We spent the day in the British Museum.  This museum is too large to see in one day, even if you come at opening time and stay until closing time.  It’s also a lot of walking.  But we tried to see as much as we could, and I think we did see a lot of it.  And Rachel tried to hurry and not read every single sign.  There were a lot of signs she did not read!

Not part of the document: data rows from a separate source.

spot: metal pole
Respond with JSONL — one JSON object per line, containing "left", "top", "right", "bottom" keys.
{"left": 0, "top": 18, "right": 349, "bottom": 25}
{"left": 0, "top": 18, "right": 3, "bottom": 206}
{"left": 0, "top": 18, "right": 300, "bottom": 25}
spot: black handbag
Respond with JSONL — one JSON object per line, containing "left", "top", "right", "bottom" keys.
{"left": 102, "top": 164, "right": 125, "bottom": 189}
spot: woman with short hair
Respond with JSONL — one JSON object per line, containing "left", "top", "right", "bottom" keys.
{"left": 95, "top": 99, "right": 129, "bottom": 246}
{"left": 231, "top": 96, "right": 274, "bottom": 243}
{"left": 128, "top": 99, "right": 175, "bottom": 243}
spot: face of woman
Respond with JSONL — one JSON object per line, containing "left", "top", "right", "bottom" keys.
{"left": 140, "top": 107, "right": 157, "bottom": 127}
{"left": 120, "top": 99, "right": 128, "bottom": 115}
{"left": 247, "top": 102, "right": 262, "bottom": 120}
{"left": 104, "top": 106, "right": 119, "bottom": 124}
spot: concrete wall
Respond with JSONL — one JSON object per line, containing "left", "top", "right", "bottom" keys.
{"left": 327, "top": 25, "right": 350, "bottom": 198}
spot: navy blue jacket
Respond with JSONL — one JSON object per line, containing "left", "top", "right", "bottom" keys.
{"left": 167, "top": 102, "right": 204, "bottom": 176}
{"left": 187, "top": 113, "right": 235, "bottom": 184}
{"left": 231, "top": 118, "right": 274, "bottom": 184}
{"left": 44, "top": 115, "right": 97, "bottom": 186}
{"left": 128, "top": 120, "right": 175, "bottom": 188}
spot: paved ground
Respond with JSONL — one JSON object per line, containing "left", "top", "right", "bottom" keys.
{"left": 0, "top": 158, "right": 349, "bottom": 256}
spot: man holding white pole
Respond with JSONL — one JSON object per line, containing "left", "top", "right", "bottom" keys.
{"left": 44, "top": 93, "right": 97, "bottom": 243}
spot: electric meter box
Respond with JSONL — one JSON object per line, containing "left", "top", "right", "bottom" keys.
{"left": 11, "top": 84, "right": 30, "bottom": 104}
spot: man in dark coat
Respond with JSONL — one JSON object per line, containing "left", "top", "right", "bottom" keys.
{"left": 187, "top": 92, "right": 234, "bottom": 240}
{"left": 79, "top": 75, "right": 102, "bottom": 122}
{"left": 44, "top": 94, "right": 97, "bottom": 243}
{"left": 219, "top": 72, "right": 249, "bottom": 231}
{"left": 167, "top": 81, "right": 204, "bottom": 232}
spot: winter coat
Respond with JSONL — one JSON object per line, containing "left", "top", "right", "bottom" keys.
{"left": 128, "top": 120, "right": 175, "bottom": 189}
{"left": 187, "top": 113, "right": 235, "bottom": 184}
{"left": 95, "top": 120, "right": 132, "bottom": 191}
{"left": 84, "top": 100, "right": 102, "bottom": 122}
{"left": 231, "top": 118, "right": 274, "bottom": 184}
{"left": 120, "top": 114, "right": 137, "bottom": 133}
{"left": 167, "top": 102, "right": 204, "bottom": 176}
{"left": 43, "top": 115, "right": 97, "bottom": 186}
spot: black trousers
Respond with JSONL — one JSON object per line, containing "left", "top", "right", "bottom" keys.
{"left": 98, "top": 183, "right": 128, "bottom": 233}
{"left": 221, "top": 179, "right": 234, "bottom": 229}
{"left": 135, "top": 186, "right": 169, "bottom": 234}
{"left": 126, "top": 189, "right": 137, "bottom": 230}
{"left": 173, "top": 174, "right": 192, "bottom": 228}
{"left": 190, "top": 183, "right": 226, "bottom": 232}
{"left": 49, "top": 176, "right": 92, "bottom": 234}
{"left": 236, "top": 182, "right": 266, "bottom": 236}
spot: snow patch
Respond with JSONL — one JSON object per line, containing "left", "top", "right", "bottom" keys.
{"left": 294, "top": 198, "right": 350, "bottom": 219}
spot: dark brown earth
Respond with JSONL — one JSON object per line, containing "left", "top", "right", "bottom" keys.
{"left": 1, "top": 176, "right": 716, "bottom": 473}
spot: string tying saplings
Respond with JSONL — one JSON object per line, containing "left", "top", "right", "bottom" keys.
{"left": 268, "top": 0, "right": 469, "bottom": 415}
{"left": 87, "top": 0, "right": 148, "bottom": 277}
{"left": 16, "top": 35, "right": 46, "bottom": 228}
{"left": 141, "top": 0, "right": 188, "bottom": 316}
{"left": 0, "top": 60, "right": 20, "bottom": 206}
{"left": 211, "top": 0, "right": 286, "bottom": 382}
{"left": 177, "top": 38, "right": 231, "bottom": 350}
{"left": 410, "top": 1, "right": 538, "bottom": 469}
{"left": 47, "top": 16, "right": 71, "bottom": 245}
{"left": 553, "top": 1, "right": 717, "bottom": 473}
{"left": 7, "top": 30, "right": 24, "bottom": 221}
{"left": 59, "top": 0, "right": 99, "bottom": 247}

There was the Egyptian room with the mummies and a Japan room, China room, Africa room, North America room, Europe room, Greek and Roman room, Middle Eastern room, etc.  Note: Some of these “rooms” are actually three or four or five galleries.  I was impressed by the three galleries of library.  King George III donated his library to the museum–well, actually it was his son donating it on his behalf after his death–minor detail.  The books there weren’t all his–there were books from other sources too I think.  And there were displays of stuffed birds and marble samples and medicines and fossils and all manner of stuff that an 18th or 19th century gentleman might have in his library.  Apparently libraries weren’t just a gentleman’s collection of books–they were also private museums, or could be.  It was really interesting.  But I was most impressed by the sheer number of books.  I’ve seen public libraries without that many books.  Imagine three large hall sized rooms lined with book shelves.  Half of the bookshelf space has books, the other half has displays.  Now imagine a second story with half the number of bookshelves (spaced alternately with large windows) but these are completely filled with books.  Isn’t that a lot of books?  I looked at the titles.  Most were in English, but some were in other languages.  I was also amazed at the sheer number of books that came in multi-volume sets.  Like the History of France–I think that one was over 20 volumes.  I had to wonder if King George III or the original owners of these books actually read them.  Or maybe they were like people nowadays and just wanted to look smart.  I don’t know.

After leaving the museum we wandered around for awhile and then found a church that was opened and decided to attend services.  We could have attended services at Westminster Abbey (evening service 6:30 p.m.), but Jeremy didn’t want to go to an Anglican Service, so we found a Baptist Church in an old 150 year old building, ironically rather “new” compared to some of the other buildings we’d been seeing.  It was a small congregation, and the service was rather liturgical and there was a woman minister–not something I’m rather used to.  But the people were nice.  We talked to them after the service.   They were glad to see us and had actually heard of Bahrain and were quite friendly.  It was nice getting a chance to chat with some of the locals.